Oczy, pełne wiary w swe siły, odrzucające lęk. Oczy, roziskrzone poprzez
wyzwanie. Oczy, bez ciemności, bez bezimienności cienia. Oczy, które odnalazły
kolory. Oczy, spoglądające w przyszłość. Zmieniło się, twoje postrzegania świata. Sam nie wiesz kiedy, stałeś się właśnie
przyszłością, którą sam wykreujesz.
wtorek, 5 stycznia 2016
Coś nieuchwytnego.
Budzisz się i nie wiesz kim jesteś? Znasz swoją tożsamość, jako człowiek, ale cóż
prócz tego? Może równolegle jesteś
gwiazdą, ledwie widoczną na niebie o bladym świcie, dającą ostatnie wskazówki
nocnym wędrowcom, szukającym swej drogi.
Być może, staniesz się spóźnionym promykiem słońca, który obudzi zmęczonego wędrowca, dając mu odpocząć, lecz
jednocześnie dając mu szansę przedłużającą dotarcie do kresu swego
przeznaczenia. Kto wie, czy nie staniesz się kroplą rosy gaszącą pragnienie, ratującą
życie. Nie zmienisz przeznaczenia, choć tyle razy
wydaje się tobie, że pomyliło ciebie z kimś innym. Próbować jednak, nie jest niczym złym i choćby
bywały niepowodzenia, nie możesz się tak po prostu poddawać. Zasypiasz z miłością w sercu, i niemożliwym
zdawało się tobie przebudzenie, bez tego uczucia. Przychodzi jednak chwila, która ma na imię
zwątpienie. Próbujesz ją zrozumieć, a
ona z ciebie kpi. Nie otrzymasz bezpośredniej odpowiedzi. Są za to
niezrozumiałości, których możesz nie dostrzegać, lub nie chce się dostrzec. Zrozumienie byłoby wybawieniem dla rozsądku, ale
czym jest jego brak?
Urzeka nas łąka pełna rozkwitających kwiatów. Górskie strumienie, wraz
ze swą siłą wydobywającą, niby z ni kąt Jesteśmy
zafascynowani, bezmiarem mórz i oceanów. Mimo strachu, odczuwamy podziw dla
burz i wiatrów, dla ich potęgi. W tym
wszystkim próbujemy odnaleźć siebie. Może, właśnie jesteśmy to my. My ,jesteśmy
tymi żywiołami nie dającymi się okiełznać.

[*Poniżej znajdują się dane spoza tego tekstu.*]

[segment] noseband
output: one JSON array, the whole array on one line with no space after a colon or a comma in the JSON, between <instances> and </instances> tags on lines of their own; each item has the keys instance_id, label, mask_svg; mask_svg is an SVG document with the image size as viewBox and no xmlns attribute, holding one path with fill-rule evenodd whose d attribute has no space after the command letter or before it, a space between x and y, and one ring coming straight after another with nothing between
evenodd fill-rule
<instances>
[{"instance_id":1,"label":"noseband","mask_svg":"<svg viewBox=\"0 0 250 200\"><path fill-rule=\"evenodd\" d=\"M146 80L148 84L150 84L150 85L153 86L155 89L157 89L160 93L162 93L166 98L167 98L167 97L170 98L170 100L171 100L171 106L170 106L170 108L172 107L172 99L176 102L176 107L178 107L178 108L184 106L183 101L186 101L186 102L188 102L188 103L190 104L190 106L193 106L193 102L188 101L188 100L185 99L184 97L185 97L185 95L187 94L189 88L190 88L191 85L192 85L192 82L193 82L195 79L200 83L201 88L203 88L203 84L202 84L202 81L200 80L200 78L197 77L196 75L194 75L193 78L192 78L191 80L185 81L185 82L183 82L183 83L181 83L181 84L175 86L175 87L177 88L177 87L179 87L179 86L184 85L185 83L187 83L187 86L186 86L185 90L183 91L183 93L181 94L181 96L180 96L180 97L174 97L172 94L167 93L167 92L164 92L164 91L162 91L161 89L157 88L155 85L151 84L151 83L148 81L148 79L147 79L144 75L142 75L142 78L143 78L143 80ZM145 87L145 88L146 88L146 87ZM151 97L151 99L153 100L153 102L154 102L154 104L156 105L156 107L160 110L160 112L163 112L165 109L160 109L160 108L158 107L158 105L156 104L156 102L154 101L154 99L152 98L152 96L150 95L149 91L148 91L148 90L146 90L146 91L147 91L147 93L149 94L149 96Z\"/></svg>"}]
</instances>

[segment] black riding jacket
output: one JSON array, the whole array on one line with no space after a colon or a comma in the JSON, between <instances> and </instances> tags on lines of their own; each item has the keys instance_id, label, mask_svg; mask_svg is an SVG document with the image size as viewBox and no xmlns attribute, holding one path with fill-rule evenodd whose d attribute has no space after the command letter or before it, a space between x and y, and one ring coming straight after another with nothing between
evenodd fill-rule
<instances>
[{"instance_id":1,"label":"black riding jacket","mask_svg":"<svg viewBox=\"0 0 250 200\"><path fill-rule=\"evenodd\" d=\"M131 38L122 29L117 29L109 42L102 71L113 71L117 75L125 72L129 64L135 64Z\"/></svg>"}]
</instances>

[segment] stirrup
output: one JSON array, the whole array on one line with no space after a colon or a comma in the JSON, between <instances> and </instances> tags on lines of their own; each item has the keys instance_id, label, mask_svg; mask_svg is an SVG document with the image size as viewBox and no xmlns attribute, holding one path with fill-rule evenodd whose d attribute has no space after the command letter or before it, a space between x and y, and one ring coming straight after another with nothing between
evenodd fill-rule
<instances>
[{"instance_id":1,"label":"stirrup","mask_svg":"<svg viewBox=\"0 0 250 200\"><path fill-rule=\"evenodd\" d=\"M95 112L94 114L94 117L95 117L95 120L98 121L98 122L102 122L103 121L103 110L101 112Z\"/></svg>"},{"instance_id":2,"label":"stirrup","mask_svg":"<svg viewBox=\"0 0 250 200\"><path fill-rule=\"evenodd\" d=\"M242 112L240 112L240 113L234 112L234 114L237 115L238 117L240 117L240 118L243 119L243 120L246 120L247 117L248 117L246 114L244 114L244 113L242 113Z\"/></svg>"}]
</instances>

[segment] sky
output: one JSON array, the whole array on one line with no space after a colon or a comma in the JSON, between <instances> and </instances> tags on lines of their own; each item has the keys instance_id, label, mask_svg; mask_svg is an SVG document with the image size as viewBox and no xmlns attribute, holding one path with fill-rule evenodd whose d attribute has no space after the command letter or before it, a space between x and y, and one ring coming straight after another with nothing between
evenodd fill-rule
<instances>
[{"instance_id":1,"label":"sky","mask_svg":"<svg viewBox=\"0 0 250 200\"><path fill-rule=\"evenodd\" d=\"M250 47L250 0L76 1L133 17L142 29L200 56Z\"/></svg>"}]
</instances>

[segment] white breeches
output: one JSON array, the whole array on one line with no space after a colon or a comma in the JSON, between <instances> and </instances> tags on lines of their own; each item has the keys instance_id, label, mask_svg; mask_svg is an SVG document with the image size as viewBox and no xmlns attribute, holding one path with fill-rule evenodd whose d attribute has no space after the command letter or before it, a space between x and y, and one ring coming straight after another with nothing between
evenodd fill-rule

Spróbujmy odnaleźć siebie. Nie
dajmy się stłamsić regułom, kanonom, przyzwyczajeniom. Chcesz być wiatrem
nieokiełznanym, bądź nim! Chcesz być przepięknym kwiatem, bądź nim. Chcesz być szaleństwem, to twój wybór. Chcesz
być sobą, to zostań sobą i to będzie prawda.